Hunger strikes are, however, a modern analogue of this old-time method of
retaliation.
P796:1, 70:10.11
One of the earliest formulations of advanced tribal law had to do with the
taking over of the blood feud as a tribal affair. But strange to relate, even
then a man could kill his wife without punishment provided he had fully paid
for her. The Eskimos of today, however, still leave the penalty for a crime,
even for murder, to be decreed and administered by the family wronged.
P796:2, 70:10.12
Another advance was the imposition of fines for taboo violations, the provision
of penalties. These fines constituted the first public revenue. The practice
of paying "blood money" also came into vogue as a substitute for blood vengeance.

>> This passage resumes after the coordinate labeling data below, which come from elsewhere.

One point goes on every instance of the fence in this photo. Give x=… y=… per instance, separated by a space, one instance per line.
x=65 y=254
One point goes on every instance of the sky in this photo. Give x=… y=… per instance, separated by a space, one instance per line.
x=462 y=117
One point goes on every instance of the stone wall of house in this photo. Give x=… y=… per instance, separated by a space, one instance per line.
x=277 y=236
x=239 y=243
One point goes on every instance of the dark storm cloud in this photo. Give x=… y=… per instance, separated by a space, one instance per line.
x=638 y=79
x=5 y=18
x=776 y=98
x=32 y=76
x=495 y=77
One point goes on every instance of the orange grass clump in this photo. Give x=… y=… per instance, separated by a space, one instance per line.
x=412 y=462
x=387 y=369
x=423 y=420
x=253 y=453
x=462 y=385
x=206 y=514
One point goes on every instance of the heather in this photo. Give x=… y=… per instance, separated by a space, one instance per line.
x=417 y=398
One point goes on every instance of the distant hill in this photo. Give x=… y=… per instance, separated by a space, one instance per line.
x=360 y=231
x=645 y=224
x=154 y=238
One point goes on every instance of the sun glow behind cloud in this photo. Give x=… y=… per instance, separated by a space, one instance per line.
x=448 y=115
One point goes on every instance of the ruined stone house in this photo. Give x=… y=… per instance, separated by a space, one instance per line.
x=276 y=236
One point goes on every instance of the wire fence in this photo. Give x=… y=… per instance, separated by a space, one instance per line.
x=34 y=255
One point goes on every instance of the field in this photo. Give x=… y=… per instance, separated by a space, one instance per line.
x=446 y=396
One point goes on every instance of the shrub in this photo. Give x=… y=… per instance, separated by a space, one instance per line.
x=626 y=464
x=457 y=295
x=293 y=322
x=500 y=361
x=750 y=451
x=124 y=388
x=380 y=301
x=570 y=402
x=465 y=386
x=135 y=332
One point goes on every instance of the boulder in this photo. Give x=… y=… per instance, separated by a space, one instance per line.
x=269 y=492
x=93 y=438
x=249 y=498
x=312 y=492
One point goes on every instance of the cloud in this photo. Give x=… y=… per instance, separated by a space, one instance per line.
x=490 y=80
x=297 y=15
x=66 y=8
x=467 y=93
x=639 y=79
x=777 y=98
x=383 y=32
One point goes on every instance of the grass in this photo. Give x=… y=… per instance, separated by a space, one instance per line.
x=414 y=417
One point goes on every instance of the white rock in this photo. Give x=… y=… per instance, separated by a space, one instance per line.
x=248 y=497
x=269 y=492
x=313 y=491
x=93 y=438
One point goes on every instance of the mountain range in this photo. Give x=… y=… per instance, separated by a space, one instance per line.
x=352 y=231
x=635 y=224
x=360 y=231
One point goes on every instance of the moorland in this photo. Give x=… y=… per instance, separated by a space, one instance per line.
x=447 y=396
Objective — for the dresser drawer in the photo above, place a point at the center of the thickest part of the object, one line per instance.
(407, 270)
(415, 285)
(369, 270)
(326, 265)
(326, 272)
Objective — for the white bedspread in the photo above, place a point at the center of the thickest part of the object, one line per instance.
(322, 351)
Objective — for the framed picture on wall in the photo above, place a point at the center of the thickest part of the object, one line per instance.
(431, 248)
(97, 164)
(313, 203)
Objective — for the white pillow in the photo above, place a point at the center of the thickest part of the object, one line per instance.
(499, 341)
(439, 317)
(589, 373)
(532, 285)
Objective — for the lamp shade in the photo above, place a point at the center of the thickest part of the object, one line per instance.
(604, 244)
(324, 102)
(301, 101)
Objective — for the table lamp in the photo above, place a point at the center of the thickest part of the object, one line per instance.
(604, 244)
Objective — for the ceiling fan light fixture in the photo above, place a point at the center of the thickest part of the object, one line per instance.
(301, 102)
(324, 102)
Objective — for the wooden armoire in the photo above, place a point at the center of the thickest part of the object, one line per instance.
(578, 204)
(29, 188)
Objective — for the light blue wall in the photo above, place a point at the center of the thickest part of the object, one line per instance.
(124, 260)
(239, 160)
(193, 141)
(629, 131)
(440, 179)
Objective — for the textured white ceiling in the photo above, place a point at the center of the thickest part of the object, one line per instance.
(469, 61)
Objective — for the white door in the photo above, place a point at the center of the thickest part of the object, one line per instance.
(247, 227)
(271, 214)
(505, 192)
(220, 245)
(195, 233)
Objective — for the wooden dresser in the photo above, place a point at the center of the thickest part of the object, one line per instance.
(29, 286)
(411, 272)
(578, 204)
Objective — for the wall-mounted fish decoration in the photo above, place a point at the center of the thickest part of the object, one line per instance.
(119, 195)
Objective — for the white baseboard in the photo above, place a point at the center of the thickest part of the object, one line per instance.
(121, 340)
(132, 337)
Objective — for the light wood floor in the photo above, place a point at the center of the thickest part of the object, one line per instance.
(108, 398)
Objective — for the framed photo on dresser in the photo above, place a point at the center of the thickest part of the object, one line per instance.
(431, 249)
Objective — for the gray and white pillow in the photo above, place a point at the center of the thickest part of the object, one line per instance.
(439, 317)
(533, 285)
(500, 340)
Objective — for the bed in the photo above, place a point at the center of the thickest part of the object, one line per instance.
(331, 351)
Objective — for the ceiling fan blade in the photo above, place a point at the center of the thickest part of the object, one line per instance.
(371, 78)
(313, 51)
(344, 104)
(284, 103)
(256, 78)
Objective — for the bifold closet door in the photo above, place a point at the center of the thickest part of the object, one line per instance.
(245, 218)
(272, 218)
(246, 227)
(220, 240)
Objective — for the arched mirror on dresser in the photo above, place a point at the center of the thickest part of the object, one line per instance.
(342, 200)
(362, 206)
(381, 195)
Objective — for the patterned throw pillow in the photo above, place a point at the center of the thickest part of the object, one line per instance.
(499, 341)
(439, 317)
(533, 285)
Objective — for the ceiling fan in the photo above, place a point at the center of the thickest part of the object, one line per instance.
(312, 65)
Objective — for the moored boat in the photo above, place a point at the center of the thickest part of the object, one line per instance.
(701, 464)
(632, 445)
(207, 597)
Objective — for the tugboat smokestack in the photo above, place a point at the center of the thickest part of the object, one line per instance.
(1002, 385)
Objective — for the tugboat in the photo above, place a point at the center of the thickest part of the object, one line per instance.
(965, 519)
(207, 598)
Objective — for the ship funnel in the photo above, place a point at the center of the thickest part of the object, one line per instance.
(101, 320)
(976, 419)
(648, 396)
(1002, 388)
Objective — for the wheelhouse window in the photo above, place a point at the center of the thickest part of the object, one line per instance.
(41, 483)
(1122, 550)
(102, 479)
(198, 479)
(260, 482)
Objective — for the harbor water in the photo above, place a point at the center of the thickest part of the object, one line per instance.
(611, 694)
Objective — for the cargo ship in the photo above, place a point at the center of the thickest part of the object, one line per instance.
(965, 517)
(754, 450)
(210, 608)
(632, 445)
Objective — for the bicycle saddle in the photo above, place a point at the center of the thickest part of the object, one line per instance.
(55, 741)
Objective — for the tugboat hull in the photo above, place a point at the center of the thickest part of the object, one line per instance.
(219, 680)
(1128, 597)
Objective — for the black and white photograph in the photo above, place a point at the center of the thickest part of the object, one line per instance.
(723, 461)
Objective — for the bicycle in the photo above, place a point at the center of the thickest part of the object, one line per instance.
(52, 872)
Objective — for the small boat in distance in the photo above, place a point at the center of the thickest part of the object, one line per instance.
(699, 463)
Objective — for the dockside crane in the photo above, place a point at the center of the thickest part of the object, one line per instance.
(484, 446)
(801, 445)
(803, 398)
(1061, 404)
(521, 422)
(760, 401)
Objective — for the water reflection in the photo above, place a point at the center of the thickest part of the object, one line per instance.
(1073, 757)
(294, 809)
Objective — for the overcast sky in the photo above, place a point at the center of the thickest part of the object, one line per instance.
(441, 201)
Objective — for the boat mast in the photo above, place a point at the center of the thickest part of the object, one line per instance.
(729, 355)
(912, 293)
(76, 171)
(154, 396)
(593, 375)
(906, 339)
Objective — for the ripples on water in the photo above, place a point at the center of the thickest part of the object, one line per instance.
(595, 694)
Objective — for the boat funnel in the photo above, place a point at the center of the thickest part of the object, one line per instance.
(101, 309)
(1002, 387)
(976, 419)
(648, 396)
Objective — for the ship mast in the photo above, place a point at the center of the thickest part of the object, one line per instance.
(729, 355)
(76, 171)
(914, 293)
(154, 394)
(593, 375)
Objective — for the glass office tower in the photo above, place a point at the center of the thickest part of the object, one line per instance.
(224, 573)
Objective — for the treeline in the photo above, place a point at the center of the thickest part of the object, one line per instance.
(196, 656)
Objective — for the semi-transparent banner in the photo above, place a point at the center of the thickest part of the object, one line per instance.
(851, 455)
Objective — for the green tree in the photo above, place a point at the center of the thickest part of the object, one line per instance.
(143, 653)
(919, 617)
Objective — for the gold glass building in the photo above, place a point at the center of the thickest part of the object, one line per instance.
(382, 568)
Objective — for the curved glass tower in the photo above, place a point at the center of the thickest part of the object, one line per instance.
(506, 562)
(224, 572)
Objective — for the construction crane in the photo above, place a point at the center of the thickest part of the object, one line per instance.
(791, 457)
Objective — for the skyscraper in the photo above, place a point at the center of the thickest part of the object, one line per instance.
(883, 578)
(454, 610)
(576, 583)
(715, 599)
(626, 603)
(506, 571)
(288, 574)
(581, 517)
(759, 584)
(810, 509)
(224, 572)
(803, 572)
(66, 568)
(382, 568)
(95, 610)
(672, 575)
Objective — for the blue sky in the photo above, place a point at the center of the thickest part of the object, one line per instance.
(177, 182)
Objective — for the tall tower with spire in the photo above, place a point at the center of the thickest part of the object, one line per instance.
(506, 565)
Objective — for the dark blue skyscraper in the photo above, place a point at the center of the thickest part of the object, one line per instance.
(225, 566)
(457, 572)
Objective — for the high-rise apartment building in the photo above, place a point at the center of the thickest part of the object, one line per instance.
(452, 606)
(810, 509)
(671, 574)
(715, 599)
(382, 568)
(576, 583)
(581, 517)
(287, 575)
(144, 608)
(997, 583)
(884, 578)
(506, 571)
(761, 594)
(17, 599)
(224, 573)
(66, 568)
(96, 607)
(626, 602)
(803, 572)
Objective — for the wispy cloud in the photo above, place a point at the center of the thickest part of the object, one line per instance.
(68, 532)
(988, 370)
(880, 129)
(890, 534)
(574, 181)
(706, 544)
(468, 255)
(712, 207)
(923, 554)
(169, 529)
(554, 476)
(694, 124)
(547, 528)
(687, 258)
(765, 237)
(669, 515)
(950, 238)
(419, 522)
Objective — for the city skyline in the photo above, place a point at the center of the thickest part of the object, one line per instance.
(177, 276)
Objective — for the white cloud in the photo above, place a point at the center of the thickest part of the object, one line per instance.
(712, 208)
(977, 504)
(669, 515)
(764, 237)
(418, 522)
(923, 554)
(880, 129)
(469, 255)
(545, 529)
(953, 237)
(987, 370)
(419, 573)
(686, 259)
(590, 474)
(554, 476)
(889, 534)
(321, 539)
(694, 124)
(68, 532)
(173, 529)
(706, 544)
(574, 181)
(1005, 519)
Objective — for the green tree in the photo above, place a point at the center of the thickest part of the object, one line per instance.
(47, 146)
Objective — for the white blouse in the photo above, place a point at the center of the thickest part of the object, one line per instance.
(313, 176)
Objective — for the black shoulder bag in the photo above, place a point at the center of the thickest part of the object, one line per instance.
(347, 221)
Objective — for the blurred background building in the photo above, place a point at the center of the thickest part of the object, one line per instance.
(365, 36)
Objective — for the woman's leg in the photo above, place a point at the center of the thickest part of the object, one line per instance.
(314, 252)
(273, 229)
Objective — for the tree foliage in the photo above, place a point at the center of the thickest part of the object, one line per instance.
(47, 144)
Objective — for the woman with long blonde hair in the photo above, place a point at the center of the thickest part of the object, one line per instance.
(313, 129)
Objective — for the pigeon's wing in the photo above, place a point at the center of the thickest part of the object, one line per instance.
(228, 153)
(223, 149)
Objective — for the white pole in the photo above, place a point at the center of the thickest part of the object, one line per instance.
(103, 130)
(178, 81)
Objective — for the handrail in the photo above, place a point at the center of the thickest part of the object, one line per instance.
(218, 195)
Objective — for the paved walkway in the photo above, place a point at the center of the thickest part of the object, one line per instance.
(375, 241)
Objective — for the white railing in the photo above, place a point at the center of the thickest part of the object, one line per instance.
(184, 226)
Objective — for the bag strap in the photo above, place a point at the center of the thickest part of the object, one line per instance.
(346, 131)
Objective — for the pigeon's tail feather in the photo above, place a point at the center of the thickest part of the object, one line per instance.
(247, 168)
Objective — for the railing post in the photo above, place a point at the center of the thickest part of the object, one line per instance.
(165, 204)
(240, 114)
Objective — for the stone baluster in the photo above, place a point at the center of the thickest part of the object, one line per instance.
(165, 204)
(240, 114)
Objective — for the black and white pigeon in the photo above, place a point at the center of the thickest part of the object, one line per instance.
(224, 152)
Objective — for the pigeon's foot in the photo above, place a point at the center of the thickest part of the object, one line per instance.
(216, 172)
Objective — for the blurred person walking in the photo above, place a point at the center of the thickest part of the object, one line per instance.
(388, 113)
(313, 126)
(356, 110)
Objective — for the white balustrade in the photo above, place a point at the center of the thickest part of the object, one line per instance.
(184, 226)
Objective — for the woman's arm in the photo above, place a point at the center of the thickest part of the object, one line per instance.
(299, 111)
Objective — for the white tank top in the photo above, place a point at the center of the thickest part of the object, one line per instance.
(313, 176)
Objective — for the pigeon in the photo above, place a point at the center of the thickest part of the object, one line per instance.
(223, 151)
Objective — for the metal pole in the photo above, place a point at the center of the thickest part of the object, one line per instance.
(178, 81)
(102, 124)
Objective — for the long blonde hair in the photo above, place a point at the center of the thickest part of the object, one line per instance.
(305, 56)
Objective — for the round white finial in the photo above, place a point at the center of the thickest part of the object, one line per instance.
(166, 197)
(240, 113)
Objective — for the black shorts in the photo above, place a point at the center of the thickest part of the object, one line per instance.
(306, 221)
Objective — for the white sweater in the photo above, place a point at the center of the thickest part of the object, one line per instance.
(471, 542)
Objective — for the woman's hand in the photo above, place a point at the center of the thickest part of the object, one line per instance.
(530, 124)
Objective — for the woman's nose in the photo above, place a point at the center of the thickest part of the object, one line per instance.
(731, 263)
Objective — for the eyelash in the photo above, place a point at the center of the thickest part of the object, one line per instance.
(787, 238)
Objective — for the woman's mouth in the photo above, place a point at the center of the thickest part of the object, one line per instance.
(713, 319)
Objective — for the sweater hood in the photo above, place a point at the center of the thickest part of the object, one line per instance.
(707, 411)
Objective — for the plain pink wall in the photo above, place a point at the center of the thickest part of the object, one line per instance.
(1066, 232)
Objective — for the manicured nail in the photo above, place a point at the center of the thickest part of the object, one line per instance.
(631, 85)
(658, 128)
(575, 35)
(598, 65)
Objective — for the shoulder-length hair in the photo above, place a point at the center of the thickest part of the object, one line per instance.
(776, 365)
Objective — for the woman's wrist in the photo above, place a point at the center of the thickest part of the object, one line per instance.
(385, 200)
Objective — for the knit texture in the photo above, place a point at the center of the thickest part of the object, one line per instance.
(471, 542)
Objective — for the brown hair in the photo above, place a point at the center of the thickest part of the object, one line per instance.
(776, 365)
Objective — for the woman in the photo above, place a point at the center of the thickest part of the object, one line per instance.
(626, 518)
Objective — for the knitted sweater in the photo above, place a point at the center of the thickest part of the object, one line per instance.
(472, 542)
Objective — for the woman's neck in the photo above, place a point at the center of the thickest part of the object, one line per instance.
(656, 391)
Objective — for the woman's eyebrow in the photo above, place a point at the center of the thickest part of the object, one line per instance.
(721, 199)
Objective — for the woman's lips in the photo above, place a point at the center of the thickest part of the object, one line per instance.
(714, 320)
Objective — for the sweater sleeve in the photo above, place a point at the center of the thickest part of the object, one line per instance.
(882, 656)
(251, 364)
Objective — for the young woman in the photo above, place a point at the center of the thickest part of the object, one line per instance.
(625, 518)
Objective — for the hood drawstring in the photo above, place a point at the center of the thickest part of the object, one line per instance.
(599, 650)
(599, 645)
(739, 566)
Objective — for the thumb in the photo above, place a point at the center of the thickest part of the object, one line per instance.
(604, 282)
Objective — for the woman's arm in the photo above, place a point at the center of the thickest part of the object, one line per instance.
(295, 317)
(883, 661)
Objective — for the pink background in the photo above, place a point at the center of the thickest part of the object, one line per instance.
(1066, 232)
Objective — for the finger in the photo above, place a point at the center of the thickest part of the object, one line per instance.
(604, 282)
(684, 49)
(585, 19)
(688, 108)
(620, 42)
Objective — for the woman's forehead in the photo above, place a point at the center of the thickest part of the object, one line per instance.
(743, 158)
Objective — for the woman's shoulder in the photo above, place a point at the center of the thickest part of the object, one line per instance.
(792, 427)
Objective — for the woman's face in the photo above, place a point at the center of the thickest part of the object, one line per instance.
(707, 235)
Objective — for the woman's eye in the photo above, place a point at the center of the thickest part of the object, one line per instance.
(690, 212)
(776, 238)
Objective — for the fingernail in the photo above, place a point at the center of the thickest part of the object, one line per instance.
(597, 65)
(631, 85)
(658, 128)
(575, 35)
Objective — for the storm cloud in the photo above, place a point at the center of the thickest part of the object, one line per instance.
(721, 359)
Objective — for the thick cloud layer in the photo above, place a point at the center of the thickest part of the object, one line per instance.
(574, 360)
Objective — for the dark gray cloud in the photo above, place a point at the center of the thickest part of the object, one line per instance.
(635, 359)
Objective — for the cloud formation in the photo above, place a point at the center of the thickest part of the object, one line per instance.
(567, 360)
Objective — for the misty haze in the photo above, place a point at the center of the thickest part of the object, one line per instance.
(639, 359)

Such damages were usually paid in women or cattle; it was a long time before
actual fines, monetary compensation, were assessed
as punishment for crime. And since the idea of punishment was essentially
compensation, everything, including human life, eventually came to have a
price which could be paid as damages. The Hebrews were the first to abolish
the practice of paying blood money. Moses taught that they should "take no
satisfaction for the life of a murderer, who is guilty of death; he shall
surely be put to death."
P796:3, 70:10.13
Justice was thus first meted out by the family, then by the clan, and later
on by the tribe. The administration of true justice dates from the taking
of revenge from private and kin groups and lodging it in the hands of the
social group, the state.
P796:4, 70:10.14
Punishment by burning alive was once a common practice. It was recognized
by many ancient rulers, including Hammurabi and Moses, the latter directing
that many crimes, particularly those of a grave sex nature, should be punished
by burning at the stake. If "the daughter of a priest" or other leading citizen
turned to public prostitution, it was the Hebrew custom to "burn her with
fire."
P796:5, 70:10.15
Treason -- the "selling out" or betrayal of one's tribal associates -- was
the first capital crime. Cattle stealing was universally punished by summary
death, and even recently horse stealing has been similarly punished. But as
time passed, it was learned that the severity of the punishment was not so
valuable a deterrent to crime as was its certainty and swiftness.
P796:6, 70:10.16
When society fails to punish crimes, group resentment usually asserts itself
as lynch law; the provision of sanctuary was a means of escaping this sudden
group anger. Lynching and dueling represent the
unwillingness of the individual to surrender private redress to the state.